The Mudcat Café TM
Thread #106990   Message #2214836
Posted By: Rowan
13-Dec-07 - 05:40 PM
Thread Name: BS: Graduate students who can't write
Subject: RE: BS: Graduate students who can't write
As an old fart who, when a child, was taught 'proper' by teachers who were certainly competent and often skilled I have seen many of the things noted above. Poor spelling, woeful grammar, inconsequential structure; yup, I've seen them all. When teaching biology to undergrads and marking their assignments I'd rip into all those faults and more and their response was usually along the lines of,
"The assignment was on biology. Mark that, not the English!"

For all the reasons given by previous posters I would sock it right back to them. And I often won them over.

But I suspect that blaming their inadequacies on "PC" might be incorrect; I don't see it as relevant in the parts of Oz where I've taught, although it may be relevant in some other cultures.

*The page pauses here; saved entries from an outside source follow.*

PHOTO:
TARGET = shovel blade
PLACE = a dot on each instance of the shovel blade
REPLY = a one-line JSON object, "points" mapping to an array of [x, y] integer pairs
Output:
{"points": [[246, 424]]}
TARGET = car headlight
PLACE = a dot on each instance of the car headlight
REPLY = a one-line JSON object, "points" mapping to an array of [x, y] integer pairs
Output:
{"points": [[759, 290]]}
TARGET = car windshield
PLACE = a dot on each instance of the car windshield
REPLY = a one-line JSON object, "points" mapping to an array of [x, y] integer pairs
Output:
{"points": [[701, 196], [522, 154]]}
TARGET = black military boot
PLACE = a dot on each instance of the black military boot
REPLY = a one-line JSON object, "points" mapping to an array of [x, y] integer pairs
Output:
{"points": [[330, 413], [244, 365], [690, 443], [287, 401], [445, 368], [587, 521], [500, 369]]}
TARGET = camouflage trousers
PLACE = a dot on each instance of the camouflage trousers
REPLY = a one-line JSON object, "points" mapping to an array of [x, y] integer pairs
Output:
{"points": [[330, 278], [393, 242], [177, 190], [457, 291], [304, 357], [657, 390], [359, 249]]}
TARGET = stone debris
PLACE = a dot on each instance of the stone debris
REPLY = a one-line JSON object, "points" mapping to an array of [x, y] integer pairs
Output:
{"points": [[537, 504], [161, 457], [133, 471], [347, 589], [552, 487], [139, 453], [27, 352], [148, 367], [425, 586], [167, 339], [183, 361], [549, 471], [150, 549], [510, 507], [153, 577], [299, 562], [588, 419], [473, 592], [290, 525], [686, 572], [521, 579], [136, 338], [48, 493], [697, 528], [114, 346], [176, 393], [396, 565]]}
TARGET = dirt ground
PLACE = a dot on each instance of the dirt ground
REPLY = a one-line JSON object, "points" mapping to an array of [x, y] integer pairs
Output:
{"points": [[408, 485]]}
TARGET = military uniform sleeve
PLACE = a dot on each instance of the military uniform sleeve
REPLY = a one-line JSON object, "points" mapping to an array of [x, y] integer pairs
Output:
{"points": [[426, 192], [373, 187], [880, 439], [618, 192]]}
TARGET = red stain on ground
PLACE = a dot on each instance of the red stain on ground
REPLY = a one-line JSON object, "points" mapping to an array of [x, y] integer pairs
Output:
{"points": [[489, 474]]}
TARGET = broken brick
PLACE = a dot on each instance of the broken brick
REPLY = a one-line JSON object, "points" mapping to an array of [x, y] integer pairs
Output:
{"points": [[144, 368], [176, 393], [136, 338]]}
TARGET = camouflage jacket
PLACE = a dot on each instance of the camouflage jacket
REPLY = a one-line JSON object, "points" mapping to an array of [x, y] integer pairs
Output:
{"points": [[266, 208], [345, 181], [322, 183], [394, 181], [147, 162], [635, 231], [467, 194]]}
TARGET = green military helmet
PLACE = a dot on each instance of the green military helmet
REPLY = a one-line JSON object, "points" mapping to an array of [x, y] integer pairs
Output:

In a context where we're all exhorted to "Look at the big picture" I'd be more inclined to blame 'lack of attention to detail' for some of our students' inabilities. A recent thread got into a discussion of how to diagram sentences. I was intrigued and guessed it was about parsing; it turned out my guess was correct. I vaguely remember a few classes in junior high school that mentioned parsing and I even remember some of the terminology but I doubt I could do it. I certainly understood the structures of the various (supposedly tricky) examples used but I wouldn't be able to teach it, because I don't know the detail well enough.

For a better example from much basic biology lab work and we would teach how to set a microscope up so that it gave proper resolution; we'd also teach the difference between resolution and magnification and give them a competency test three weeks into the course. But it was only one of a dozen prac tests that they did and even many of those that set up their microscopes correctly forgot how to do it over the rest of that year. Some of those students of 12 years ago are now lecturing in that subject and requiring their students to sit the same competency tests.

Even if the lecturers 'cleaned up their act' and learned how to do it before teaching, they still approach the subject with the experience of "Don't worry too much about it", leaving unsaid the phrase "I got to be your teacher without worrying too much about it."

If insufficient attention to detail proves, by experience, to be acceptable in such technically-specific areas like biological microscopy (where at least the teachers can claim to be authoritative experts) what hope is there for schoolteachers of English, where they're in a minority of 'voices with authority', competing with TV and the students' parents and peers?